Before-and-After Photography
Visual documentation of the change moves the case from abstract to concrete.
Day-in-the-Life Documentation
Functional impact evidence builds the loss of enjoyment of life case.
Common Insurance Defenses
“The Injury Wasn’t That Severe”
Defense disputes injury severity.
“Pre-Existing Conditions”
Prior facial issues get used against claimants. Pre-existing conditions don’t bar recovery for aggravation.
“Cosmetic, Not Functional”
Cosmetic-only arguments. Cosmetic damage is genuine damage.

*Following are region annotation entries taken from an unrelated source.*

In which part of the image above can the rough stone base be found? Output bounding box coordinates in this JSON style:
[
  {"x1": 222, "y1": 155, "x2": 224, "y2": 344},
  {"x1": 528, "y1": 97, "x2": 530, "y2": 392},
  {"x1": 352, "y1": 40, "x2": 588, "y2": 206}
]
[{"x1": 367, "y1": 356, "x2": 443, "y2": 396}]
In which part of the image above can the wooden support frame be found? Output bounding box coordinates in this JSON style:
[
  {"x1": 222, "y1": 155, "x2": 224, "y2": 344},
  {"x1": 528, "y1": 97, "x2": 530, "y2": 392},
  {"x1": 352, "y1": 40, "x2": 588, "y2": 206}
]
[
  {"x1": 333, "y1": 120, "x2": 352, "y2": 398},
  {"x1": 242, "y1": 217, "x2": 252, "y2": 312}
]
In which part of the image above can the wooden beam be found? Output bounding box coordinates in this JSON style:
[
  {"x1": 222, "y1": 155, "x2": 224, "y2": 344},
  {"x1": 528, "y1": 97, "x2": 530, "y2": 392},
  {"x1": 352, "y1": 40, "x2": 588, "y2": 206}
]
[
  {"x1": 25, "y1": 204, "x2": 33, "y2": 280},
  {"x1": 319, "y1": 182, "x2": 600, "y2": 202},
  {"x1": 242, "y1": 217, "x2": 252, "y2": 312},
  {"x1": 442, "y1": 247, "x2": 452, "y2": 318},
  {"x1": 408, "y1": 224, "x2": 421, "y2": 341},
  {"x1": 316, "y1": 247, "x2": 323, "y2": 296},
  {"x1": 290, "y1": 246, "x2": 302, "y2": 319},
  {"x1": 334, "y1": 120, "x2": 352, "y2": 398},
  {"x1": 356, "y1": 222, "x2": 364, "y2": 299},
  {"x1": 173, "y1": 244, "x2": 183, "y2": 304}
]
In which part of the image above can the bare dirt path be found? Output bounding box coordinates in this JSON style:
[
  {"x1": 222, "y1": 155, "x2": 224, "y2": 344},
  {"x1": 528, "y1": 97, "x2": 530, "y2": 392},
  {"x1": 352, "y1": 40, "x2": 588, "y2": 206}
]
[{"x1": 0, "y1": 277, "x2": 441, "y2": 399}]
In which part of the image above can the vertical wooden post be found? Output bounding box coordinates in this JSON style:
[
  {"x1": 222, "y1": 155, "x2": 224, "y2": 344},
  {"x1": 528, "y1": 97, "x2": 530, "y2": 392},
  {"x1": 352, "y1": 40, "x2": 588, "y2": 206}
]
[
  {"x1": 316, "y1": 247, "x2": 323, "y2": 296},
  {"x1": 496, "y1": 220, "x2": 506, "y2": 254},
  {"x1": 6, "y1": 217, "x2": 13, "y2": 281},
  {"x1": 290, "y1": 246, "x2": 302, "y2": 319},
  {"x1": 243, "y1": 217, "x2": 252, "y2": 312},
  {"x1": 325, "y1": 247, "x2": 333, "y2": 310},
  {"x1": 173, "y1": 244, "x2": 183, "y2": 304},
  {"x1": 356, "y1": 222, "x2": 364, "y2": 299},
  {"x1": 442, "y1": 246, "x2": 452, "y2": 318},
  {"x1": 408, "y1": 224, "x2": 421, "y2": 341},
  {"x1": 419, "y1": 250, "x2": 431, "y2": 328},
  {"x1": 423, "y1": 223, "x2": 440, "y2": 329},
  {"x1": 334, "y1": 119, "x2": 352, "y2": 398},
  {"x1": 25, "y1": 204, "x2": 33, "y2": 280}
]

“Reasonable Care Was Provided”
Care-compliance defense.
“Comparative Fault”
Comparative negligence.
Critical Steps After a Facial Injury
Get Immediate Specialist Care
Specialist evaluation is critical. Initial facial injury evaluation often requires plastic surgery, maxillofacial surgery, or other specialist consultation.
Photograph the Injuries Throughout Treatment
Continuous visual documentation build the visible damages case.
Photograph Before-Accident Appearance
Pre-accident photographs support the disfigurement claim.
Track All Symptoms and Functional Limitations
Comprehensive symptom tracking.
Track Mental Health Impact
Track emotional consequences.
Identify Witnesses
Independent observers.
Get Medical Records Quickly
Complete treatment records support the case.
Don’t Accept Early Insurance Settlement Offers
Early offers come quickly. Early settlements often substantially undervalue these claims. The full scope of facial injury damages often isn’t apparent until significant time has passed.
Attorney Costs
Counsel handling these cases work on contingency. Specialty expertise is essential and expensive reimbursed from the recovery.
Move Quickly
Time matters significantly for these claims. Documenting injuries through the healing process builds stronger cases. The legal time limit sets a hard cutoff. Engaging counsel right away positions the case for the substantial recovery these injuries warrant.